- Directed by: Nancy Savoca
- Written by: Reno
- Starring: Reno
- Release date: 2002;
- Running time: 75 minutes
- Country: United States

= Reno: Rebel without a Pause =

Reno: Rebel without a Pause is a 2002 comedy concert film directed by Nancy Savoca.

==Overview==
A filmed performance of the stage act, Reno: Rebel Without a Pause, starring stand-up comedian Reno. "With a stage presence that suggests a combination of Richard Lewis, Ethel Merman, and a raving derelict, stream-of-consciousness comedian Reno paces the stage like a street-corner prophet, belting out breathless sociopolitical monologues to anyone within shouting range," stated AV Club critic Scott Tobias.

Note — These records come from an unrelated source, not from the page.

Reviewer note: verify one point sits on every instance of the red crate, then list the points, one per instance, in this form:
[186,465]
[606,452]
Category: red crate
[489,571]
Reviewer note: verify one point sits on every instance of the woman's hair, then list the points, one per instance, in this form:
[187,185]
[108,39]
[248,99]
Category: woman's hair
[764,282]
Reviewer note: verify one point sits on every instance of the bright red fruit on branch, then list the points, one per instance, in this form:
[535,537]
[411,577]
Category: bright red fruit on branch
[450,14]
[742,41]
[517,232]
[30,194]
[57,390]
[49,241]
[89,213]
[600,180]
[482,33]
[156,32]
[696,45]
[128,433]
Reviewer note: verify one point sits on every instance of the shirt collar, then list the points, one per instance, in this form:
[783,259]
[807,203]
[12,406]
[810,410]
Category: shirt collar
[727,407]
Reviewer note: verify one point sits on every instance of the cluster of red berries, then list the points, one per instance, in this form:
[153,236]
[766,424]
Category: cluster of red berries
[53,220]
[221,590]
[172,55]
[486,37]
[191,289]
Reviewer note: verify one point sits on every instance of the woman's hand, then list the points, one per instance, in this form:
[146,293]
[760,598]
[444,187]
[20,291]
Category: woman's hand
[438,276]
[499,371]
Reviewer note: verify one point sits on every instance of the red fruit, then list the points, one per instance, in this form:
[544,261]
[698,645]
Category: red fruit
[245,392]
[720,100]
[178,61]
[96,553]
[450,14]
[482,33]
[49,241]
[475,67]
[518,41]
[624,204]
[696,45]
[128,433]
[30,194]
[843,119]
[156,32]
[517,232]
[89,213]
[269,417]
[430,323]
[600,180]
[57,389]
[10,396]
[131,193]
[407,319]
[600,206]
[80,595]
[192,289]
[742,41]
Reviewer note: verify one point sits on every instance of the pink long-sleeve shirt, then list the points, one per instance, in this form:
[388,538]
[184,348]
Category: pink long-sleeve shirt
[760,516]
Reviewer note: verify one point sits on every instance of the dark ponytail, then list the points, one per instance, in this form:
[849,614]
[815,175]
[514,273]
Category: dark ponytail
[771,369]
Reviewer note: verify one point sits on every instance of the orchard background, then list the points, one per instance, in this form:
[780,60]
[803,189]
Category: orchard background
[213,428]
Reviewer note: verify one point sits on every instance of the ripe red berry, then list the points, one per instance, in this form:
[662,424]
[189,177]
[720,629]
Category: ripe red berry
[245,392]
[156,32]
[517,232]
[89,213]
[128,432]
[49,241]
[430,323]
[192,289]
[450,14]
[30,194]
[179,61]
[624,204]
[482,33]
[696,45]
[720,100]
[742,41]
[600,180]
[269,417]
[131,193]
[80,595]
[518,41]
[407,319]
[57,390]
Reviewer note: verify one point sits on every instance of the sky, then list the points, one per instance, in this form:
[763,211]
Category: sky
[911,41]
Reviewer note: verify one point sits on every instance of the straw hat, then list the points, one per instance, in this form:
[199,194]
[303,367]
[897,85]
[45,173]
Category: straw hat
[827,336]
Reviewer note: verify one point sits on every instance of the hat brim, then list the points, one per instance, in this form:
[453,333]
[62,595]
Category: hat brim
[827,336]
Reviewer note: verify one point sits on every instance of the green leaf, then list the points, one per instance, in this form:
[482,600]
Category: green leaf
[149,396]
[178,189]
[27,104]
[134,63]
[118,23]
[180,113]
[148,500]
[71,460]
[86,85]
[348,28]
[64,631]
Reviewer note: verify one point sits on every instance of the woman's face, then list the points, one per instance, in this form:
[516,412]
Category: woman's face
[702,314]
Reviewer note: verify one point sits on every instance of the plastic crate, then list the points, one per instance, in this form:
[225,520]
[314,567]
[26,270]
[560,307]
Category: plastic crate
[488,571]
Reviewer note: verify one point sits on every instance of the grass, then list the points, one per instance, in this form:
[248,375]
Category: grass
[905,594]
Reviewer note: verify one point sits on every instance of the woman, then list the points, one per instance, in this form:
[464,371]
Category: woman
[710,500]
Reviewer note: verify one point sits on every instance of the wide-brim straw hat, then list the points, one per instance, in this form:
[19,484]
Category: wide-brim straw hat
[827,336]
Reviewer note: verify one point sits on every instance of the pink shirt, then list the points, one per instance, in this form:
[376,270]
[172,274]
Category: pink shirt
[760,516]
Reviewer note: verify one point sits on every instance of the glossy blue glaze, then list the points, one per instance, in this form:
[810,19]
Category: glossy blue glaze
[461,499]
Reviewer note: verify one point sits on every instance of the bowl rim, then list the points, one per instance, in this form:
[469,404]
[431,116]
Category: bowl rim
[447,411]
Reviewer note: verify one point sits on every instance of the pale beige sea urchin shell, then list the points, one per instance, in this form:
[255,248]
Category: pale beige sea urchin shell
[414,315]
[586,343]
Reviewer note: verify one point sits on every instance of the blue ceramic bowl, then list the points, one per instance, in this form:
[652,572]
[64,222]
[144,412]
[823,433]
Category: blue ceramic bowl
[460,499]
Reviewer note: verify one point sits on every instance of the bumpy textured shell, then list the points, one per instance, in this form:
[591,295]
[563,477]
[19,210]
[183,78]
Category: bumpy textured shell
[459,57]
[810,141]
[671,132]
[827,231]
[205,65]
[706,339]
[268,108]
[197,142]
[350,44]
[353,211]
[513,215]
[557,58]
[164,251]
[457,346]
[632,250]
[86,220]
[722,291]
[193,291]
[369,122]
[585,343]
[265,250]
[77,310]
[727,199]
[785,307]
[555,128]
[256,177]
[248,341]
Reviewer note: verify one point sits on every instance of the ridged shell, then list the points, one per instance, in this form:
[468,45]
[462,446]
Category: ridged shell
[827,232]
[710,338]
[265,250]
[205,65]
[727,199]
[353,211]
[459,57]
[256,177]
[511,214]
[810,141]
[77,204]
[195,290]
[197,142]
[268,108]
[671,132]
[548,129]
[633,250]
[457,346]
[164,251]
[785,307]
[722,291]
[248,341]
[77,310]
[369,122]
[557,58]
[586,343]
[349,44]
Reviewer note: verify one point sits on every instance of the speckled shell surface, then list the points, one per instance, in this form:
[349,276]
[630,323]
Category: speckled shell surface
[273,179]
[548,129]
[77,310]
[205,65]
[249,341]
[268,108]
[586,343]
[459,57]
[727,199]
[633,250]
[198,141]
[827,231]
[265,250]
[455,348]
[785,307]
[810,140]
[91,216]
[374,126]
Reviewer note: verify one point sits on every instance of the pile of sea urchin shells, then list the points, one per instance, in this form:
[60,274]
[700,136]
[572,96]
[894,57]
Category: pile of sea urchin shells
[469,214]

"Instantly identifiable as a New Yorker in her pugnacious manner and adenoidal tone," he adds, "Reno witnessed the fall of the [World Trade Center] towers from her nearby Manhattan apartment building, and her memories vividly recapture the day's surreal quality. Though the sound of the first plane crashing jostled her from a deep slumber, the habitual night owl recalls falling back asleep until friends called her answering machine, pleading for her to get up, all reflexively apologizing for ringing before 1 p.m. She talks about the weird sensation of watching the towers burning outside and on network news simultaneously, a rumor about terrorists with machetes walled up in a local bistro, and a telephone conversation in which her mother, reassured of her immediate health, asks 'What else is new?'"

==Critical reception==
Stephen Holden of The New York Times wrote "If Reno is to the left of liberal on the political spectrum, her tough, funny, rather chaotic show isn't subversive so much as it is nit-picky about the hypocrisies of our time."